And like, `subprocess.run()` defaults its check argument (that will make it throw an exception on non-zero exit code) to false, which means that to get that same kind of behaviour as `set -e` in python means making sure you always pass check=False to every invocation, afaik.

Sometimes added complexity can introduce classes of errors.


I'm a little lost... neither of those functions is doing something you would be expected to do in a shell script.

The upthread point was that shell scripts are for coordinating the actions of separate programs run via their command lines and simple IPC like pipes. If that's not what you want to do, shell is the wrong language. If that *is* what you want to do, then you'll find Python and Rust are pretty severely handicapped.


What I was trying to say is that bash scripts are superficially simple but their behavior is hard to reason about.

I chose Rust for my example because its addition operation is tightly specified and thus the behavior is very easy to reason about. (I probably should have chosen a language other than Python for the counter example.)

As soon as shell scripts get mildly complex, like others in this thread I prefer to port them to Python.

Since I'm a FOSS programmer, I've often dealt with the misery of non-portable shell scripts. Userland incompatibilities across operating systems mean that the same bash program behaves differently because the userland programs bash calls behave differently.

In contrast, reasoning about the portability of a Python script is much easier than predicting which tangle of flags in a shell script will do the right thing.


> What I was trying to say is that bash scripts are superficially simple but their behavior is hard to reason about.
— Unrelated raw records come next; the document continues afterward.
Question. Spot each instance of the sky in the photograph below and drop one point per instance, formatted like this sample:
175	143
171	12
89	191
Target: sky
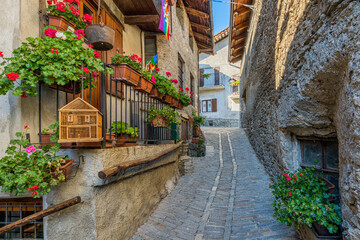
221	15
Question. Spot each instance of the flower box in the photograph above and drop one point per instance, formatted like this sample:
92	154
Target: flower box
159	121
61	23
144	85
126	73
155	93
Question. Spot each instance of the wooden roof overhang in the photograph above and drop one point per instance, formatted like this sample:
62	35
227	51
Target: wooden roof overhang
201	23
240	17
143	13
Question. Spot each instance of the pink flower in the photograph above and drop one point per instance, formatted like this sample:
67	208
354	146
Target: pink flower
55	50
61	7
80	33
12	76
87	18
153	79
30	149
50	32
97	55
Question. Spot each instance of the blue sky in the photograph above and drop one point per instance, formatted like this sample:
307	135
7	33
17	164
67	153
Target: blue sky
221	14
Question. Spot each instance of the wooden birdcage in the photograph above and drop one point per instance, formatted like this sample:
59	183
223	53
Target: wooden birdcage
79	122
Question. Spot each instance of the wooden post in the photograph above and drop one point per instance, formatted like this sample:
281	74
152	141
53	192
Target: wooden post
41	214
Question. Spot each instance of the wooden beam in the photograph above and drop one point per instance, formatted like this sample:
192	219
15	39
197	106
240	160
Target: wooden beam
196	12
202	36
206	28
142	19
112	171
39	215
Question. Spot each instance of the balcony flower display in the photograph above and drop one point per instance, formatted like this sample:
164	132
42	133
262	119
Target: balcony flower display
57	58
302	198
25	168
69	11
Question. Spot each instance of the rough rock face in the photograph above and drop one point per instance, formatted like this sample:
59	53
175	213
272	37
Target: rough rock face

But the counterpoint is that this is dependent on situation, and if the behavior you're trying to "reason" about is better captured by the operation of tools like "find", "objcopy", "openssl", "nc", "rsync", etc... than it is by a Python library-based attempt at the same stuff, then putting that behavior into a shell script is a net win regardless of "complexity".


Oh, I'm really not comparing it with Rust. The comparison is between a general language and a shell. If it's Python, Rust, PHP, Java, or whatever is of secondary relevance.

I've done some ops work in C, Python, and C#. I'm also waiting for a good problem to try some Haskell shell monad. All the same old language pros and cons apply.


I'm just making a general argument about what "simple" means. A well-specified program may or may not be superficially simpler, but it will exhibit simpler behavior.


Oh, ok. The Rust version is at least as simple as the Python one, depending on what kinds of detail you care about.

The thing about shell code is that there are plenty of cases where you don't care about things like error management, bad inputs, and etc. So it's not immediately obvious what language is simpler. When you care about those, the shell becomes the most complex choice by far, and that's the duality problem that generates all those different opinions you see around.


> I just wonder, really, what "a shell script" even is to you if not something where you need to "shell out to external processes"?

A replacement for a shell script may not itself be a shell script.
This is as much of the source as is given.